Юрьев на это промычал, что, мол, "вы ее обещали мне", но ничего не сказал против Каткова. Федор Михайлович стал ему объяснять, почему он отдал Каткову.

— Газета — это хлам, — говорил он, — нет возможности сохранить номера. Вы знаете ведь мою Анну Григорьевну (его жена), как она аккуратна. Мне нужно было сохранить несколько номеров "Голоса". Сначала сохранялись, а потом все растерялись. Вот явится моя речь в газете, ее прочтет гораздо большее число людей, а потом, в августе, выпущу ее в единственном выпуске "Дневника писателя" и пущу номер по двадцати копеек.

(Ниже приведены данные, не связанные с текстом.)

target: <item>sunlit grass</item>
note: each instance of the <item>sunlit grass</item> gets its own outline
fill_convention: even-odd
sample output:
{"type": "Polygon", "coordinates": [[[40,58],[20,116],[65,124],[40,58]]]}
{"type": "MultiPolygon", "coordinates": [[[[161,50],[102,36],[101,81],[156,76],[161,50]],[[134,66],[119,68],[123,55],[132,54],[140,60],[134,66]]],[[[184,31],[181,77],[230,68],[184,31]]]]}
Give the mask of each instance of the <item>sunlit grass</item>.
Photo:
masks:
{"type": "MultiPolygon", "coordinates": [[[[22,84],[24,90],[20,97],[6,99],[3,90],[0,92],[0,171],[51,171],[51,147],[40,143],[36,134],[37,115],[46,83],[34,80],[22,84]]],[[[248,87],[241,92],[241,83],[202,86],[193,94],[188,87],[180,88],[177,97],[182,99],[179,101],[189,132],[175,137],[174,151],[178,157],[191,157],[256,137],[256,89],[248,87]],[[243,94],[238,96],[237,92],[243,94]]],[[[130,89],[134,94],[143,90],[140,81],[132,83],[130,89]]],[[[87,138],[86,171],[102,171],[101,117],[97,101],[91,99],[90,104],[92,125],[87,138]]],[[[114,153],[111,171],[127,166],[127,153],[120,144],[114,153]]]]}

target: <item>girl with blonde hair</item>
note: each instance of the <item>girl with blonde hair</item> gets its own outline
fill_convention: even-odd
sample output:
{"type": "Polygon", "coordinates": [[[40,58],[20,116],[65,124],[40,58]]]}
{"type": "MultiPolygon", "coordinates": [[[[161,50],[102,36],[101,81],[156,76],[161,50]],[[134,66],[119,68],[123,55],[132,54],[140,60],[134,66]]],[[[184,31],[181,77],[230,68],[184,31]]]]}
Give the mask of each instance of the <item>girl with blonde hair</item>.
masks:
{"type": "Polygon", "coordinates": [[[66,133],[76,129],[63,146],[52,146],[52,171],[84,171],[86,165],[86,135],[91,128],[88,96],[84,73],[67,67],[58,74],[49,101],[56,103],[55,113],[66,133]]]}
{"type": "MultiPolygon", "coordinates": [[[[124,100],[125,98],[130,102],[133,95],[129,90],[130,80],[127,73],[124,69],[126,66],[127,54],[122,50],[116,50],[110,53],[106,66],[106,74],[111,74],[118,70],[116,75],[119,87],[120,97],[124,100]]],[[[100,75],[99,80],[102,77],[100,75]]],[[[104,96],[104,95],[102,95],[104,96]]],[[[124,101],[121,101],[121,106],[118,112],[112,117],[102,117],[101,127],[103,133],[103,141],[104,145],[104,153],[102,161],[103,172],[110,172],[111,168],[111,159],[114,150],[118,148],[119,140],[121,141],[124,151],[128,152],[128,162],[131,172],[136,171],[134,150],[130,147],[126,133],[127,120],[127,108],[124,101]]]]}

— За сколько отдали вы ее Каткову?

— За пятьсот рублей, а потом еще выручу в августе рублей триста, а может быть и больше. Отдав ее вам, я потерял бы и читателей и не мог бы ее напечатать от себя.

— Напрасно, напрасно вы так думаете, Федор Михайлович. Мы за деньгами не постояли бы, мы вам дали бы семьсот и согласились бы на то, чтобы вы ее напечатали после.

— Ну, успокойтесь, Сергей Андреевич, — сказал Достоевский, — это дело сделано, но я очень доволен тем, как оно устроилось. А пятьсот рублей хорошая цена. Я не могу не обращать внимания на денежную сторону. Ведь я больной человек, а у меня семья. С чем я их оставлю? Я каждую минуту могу умереть, и поэтому, пока я жив, я должен думать о том, чтобы судьбу их обеспечить.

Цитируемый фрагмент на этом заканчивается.